There is a particular species of email that arrives in my inbox with the regularity of a bad conscience. Five, maybe seven a week, sliding in between endpoint security alerts and an auditors compliance reminders like they have somewhere to be.
The sender has a name. Sometimes the name has actual gravity, someone you have seen quoted in a trade publication, attached to a firm that appears in real search results. The signature block is clean. The logo renders correctly.
And they are running it out of Gmail.
Not a corporate domain. Gmail. And not just vanilla Gmail either. The most recent one is running a CRM mail suite that pings back a read receipt, logs when you opened it, tracks whether you closed it without clicking anything. Someone is watching the open rates on whatever batch this belongs to, and they want you to believe that someone is them, sitting at a desk, personally moved by your LinkedIn profile.
These emails mention real things. Specific things. The kind of details that require either thirty seconds of actual research or a well-trained scraper reassembling your public record into something that reads like human attention. It is a meaningful distinction and I do not know which one I am looking at.

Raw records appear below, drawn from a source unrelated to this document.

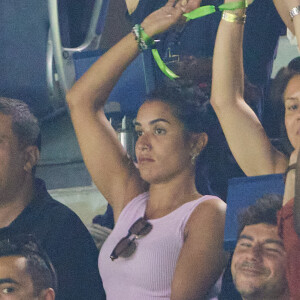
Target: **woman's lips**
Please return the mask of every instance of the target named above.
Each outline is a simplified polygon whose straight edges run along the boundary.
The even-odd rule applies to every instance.
[[[138,162],[140,163],[145,163],[145,162],[154,162],[154,159],[150,157],[139,157]]]

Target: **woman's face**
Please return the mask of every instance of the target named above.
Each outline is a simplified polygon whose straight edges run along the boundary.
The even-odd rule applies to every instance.
[[[285,127],[292,146],[300,148],[300,75],[289,81],[284,92]]]
[[[138,168],[145,181],[162,183],[190,172],[190,142],[168,104],[146,101],[139,109],[135,131]]]

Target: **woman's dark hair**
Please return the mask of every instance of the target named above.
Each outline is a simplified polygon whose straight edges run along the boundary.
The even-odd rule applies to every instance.
[[[272,101],[273,106],[273,122],[276,122],[274,126],[278,126],[279,136],[282,140],[283,152],[289,155],[293,147],[288,139],[285,124],[285,106],[284,106],[284,92],[287,88],[290,80],[296,76],[300,75],[300,57],[293,59],[287,67],[281,68],[275,78],[272,81],[270,89],[270,101]]]
[[[164,84],[147,97],[147,101],[155,100],[167,103],[171,107],[174,116],[182,122],[186,132],[205,132],[204,115],[208,98],[199,87],[177,82]]]
[[[248,206],[238,215],[238,237],[245,226],[255,224],[277,225],[277,212],[282,207],[282,196],[266,194],[256,200],[255,204]]]
[[[0,257],[4,256],[21,256],[26,259],[26,272],[31,276],[36,296],[47,288],[57,292],[55,269],[33,235],[15,234],[0,240]]]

Top compensation, direct line, confidential search. Not one of these recruiter people has accepted a LinkedIn connection request.
Not one.
Legitimate recruiters live on LinkedIn the way sharks live in water. Accepting a connection from someone you claim to have found through their public profile costs you nothing except confirming you exist in the way you say you exist. The silence where that confirmation should be says everything the email is working hard not to say.
The rum is always gone because somebody kept drinking it and swearing the bottle was full.